(USA, 106 min.)
Dir. Lauren Greenfield
With self-proclaimed financial genius Donald Trump being the most significant politician in the world and the global economy continuing to affect everything from Brexit to far-right populist regimes in Eastern Europe to the rise of the nouveau riche in China, Lauren Greenfield’s documentary Generation Wealth couldn’t have been made at a more appropriate time. The film ratchets up interest immediately, plunging us into the chaotic present where a cigar smoking German proclaims “I love money” and closing his eyes, prays, “Come to me;” an attractive American in her 40s, says that it’s “Unamerican” not to want money, and a six year old girl overdressed in Vegas showgirl attire proudly admits that her biggest desire is to have a roomful of money so she can “spend it and kiss it.” Greenfield’s fast paced opening section ends with the standard White Male authority figure pronouncing “Societies accrue their greatest wealth when they begin to face death.”

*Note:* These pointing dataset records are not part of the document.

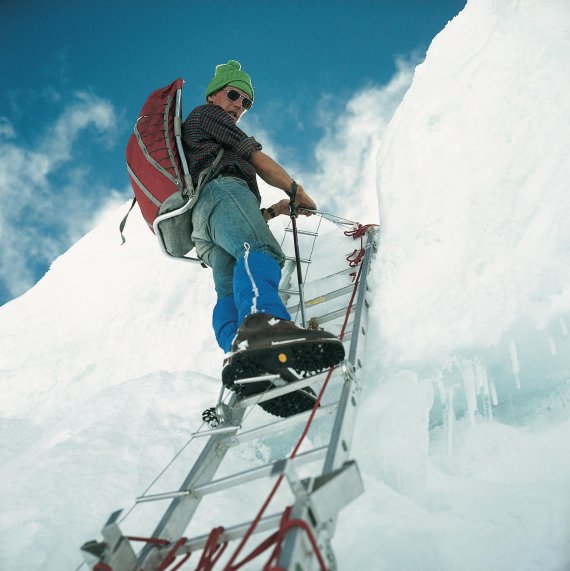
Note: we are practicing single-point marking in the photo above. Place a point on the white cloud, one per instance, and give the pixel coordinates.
(42, 205)
(6, 129)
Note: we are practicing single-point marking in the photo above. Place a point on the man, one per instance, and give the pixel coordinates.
(250, 321)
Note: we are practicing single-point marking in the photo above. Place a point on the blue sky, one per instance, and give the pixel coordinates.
(76, 72)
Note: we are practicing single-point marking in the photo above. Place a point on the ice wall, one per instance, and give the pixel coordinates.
(474, 198)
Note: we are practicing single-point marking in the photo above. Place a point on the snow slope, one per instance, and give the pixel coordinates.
(107, 363)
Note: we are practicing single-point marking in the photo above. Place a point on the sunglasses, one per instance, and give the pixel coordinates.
(234, 95)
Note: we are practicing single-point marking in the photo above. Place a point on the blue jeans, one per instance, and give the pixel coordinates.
(227, 223)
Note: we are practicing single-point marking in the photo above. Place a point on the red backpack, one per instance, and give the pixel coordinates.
(159, 173)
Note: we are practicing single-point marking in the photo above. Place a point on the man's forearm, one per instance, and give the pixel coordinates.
(270, 171)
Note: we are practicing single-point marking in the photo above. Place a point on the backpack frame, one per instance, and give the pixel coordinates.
(159, 173)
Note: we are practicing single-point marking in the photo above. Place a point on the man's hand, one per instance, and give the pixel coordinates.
(303, 200)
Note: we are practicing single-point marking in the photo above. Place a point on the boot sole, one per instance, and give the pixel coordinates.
(303, 357)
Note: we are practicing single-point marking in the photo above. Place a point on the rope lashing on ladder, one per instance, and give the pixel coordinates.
(355, 258)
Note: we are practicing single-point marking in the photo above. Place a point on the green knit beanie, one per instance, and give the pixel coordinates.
(230, 74)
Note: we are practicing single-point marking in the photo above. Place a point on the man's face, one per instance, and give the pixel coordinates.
(233, 108)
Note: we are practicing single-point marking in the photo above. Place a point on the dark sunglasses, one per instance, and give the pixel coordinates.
(234, 95)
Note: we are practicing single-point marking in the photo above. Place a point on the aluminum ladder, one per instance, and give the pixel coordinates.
(333, 482)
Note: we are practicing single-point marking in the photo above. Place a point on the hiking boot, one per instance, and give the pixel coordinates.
(265, 344)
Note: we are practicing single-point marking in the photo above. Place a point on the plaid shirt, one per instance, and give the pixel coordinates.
(206, 129)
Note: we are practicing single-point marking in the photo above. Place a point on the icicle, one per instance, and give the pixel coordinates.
(515, 363)
(450, 419)
(469, 384)
(552, 345)
(493, 391)
(484, 390)
(563, 327)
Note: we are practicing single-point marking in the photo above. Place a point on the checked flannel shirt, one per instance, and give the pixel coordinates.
(205, 130)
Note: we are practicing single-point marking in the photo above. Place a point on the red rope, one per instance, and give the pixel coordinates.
(286, 525)
(171, 556)
(212, 550)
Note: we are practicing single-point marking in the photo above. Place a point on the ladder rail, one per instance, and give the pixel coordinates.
(296, 552)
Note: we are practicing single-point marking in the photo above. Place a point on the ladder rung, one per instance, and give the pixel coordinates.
(281, 390)
(272, 469)
(289, 291)
(278, 426)
(334, 314)
(325, 297)
(302, 232)
(250, 380)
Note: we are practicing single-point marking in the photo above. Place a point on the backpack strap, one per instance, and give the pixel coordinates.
(206, 175)
(124, 220)
(203, 178)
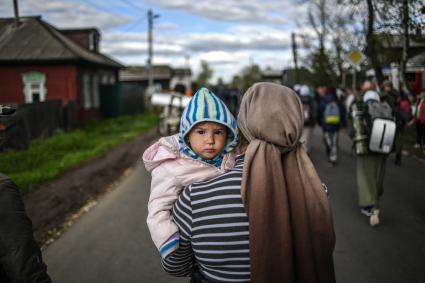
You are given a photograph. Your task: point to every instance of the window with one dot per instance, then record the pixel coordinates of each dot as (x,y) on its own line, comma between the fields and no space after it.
(34,87)
(95,85)
(86,91)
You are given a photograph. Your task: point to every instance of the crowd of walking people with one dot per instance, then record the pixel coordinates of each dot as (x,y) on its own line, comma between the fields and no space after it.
(376,119)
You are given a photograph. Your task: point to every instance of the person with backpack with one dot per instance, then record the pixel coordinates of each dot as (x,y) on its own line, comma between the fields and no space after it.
(331,116)
(309,111)
(374,130)
(403,115)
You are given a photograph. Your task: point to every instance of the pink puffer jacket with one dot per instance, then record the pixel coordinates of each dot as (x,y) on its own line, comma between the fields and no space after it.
(171,172)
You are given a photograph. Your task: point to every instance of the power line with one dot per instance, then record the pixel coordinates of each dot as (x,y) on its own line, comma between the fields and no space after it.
(130,4)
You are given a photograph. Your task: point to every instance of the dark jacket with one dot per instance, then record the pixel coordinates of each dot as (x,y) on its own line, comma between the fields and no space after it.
(324,101)
(20,256)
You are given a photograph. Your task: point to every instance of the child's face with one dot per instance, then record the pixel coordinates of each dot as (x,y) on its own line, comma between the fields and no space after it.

Maybe Greenfield promises too much with her title and spectacular opener. Or perhaps she never intended to make a critique of late capitalism as it atrophies and decays into a rotting hulk of what it has been. In any case, the director of The Queen of Versailles, her hit doc about an outrageous American couple who built a mansion to match that of France’s Sun King, has made a film that concentrates on the excesses of pop culture and the need to build better family relationships.
Greenfield was born and raised in greater Los Angeles and that’s where she lives now, with sons Gabriel and Noah and husband, the producer and entrepreneur Frank Evers. The film shifts quickly into a look back, as she revisits the kids featured in her first photo book Flash Forward, which incisively chronicled the excessive lifestyle of L.A. teens in the early ‘90s. She visits a number of them now but none has turned out to be as famous as two of their friends in earlier days, Kate Hudson and Kim Kardashian. When Greenfield interviews the notorious former hedge fund operator Florian Homm, and it turns out that they have known each other since they were both at Harvard, the jig is up. Greenfield is clearly making an autobiographical film about the subjects of her former photo essays and docs—Jackie Siegel, the Queen of Versailles shows up—and her own excesses are going to be examined as well as many others.
Greenfield is far more concerned about the unmoored society we are living in today than in anything to do with money. She profiles Kacey Jordan, a former porn star who famously hooked up with Charlie Sheen and achieved notoriety for doing something very naughty 58 times. By the end of the film, Kacey has reverted to her real name and is thinking of returning to her native Oregon. Another subject, Suzanne, a highly successful hedge fund operator goes from Botox and collecting modern art to motherhood through a surrogate. While Greenfield enjoys showing some of the decadent behaviour that only money can buy—Florian Homm is particularly fine as a reminiscing former financial villain—she is more concerned with finding personal solutions than trying to deal with our current economic and societal crisis.
A good part of the film is devoted to Greenfield’s assessment of herself. A child of divorced parents, she feels guilty that her sons feel neglected by her. Too often, photo assignments and documentary film shoots have taken her away from her family. Clearly, her husband Frank has been, as she says, “the secret recipe” that has made her family tick.
Much of the final part of the film is taken up with paeans to parenthood. G-Mo, the teenaged rapper in Flash Forward has gone back to being Cliff, a web marketer, but as he proudly points out, he’s become a great dad. Mijanou, the L.A. high school homecoming queen from Greenfield’s first book, has morphed into a back-to-the-land person, who is raising her daughter in the country, without TV. Even Florian Homm regrets ignoring his wife and kids and desperately wants them back.
So is the answer to Donald Trump and global capitalism a return to better parenthood? Will Greenfield, a self-confessed workaholic who is hardly a bling person, become a better human being by embracing motherhood? Hard to tell. But it’s fair to say that Generation Wealth, as wild a ride as it starts out to be, offers a confused message to viewers living in a profoundly disquieting time.
Generation Wealth opens July 27 at Hot Docs Ted Rogers Cinema.